On posts shared by Nnamdi Kanu, which have been flagged as fake, the IPOB spokesperson insisted their leader had no reason to lie but only to speak the truth.
“It is not supposed to be hard to understand the real ones and real news unless you are a double-standard person; someone that doesn’t like IPOB. As I told you, so many people use Nnamdi Kanu’s pictures to propagate their fake news so that people may think they are real,” he said.
“IPOB has platforms like Radio Biafra and IPOB community radio that is real. But these DSS people use some of these accounts to deceive the public.”
On allegations that IPOB is behind the increasing violence in the southeast, Powerful maintained that the group is made up of peaceful individuals.
“We protect our people, our women in the forest, in the bushes, and every other place. Those people are our enemies and they cannot change our narrative. We are not deterred. We know what we are looking at and we are going to get it,” he said.
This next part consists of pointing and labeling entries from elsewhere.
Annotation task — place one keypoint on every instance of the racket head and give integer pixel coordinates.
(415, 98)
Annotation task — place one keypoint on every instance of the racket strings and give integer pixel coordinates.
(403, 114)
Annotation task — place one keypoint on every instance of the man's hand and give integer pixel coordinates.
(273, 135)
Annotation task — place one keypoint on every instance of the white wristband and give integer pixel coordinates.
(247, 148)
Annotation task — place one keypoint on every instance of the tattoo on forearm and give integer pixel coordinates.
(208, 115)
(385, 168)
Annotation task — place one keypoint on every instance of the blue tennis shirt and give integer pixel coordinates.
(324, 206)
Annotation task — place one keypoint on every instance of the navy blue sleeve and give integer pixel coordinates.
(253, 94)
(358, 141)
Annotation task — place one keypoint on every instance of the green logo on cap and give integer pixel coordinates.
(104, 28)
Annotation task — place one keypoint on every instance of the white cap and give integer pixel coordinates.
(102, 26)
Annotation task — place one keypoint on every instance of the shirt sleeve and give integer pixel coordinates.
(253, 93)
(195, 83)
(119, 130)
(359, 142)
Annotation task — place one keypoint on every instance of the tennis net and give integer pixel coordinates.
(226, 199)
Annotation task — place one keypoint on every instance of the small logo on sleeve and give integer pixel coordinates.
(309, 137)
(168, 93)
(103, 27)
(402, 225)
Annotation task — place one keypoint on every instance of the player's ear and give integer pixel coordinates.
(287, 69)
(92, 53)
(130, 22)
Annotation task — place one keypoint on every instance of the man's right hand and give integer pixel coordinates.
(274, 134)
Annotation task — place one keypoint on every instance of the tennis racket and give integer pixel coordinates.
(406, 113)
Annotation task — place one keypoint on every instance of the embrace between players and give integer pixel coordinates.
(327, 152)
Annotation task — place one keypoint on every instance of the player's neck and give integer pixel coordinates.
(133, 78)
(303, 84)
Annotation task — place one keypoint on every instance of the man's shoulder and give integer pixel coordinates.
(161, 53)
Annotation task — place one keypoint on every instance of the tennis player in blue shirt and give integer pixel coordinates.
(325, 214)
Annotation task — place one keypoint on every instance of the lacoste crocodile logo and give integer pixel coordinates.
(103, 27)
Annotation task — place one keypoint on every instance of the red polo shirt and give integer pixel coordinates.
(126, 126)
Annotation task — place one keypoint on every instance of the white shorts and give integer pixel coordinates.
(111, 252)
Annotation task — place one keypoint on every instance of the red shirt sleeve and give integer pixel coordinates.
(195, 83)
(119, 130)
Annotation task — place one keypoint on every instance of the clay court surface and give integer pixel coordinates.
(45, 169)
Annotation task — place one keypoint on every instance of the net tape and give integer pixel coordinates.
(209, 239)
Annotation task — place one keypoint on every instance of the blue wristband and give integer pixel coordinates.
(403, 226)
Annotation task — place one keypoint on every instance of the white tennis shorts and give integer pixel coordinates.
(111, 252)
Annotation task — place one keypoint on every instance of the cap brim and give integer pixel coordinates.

But despite Powerful’s rebuttal, the disinformation propagated by pro-IPOB groups has not in any way reduced.
As Nigeria prepares for the 2023 elections, more false stories against the Nigerian government are still being churned out by supporters of the group — particularly news on how the Fulanis, allegedly backed by the government, are gearing towards subjugating other ethnic groups through the imposition of their candidate in the forthcoming election.
In the fourth paragraph, we erroneously referred to Uchenna Madu as the MASSOB leader. The MASSOB group was led by Ralph Uwazuruike.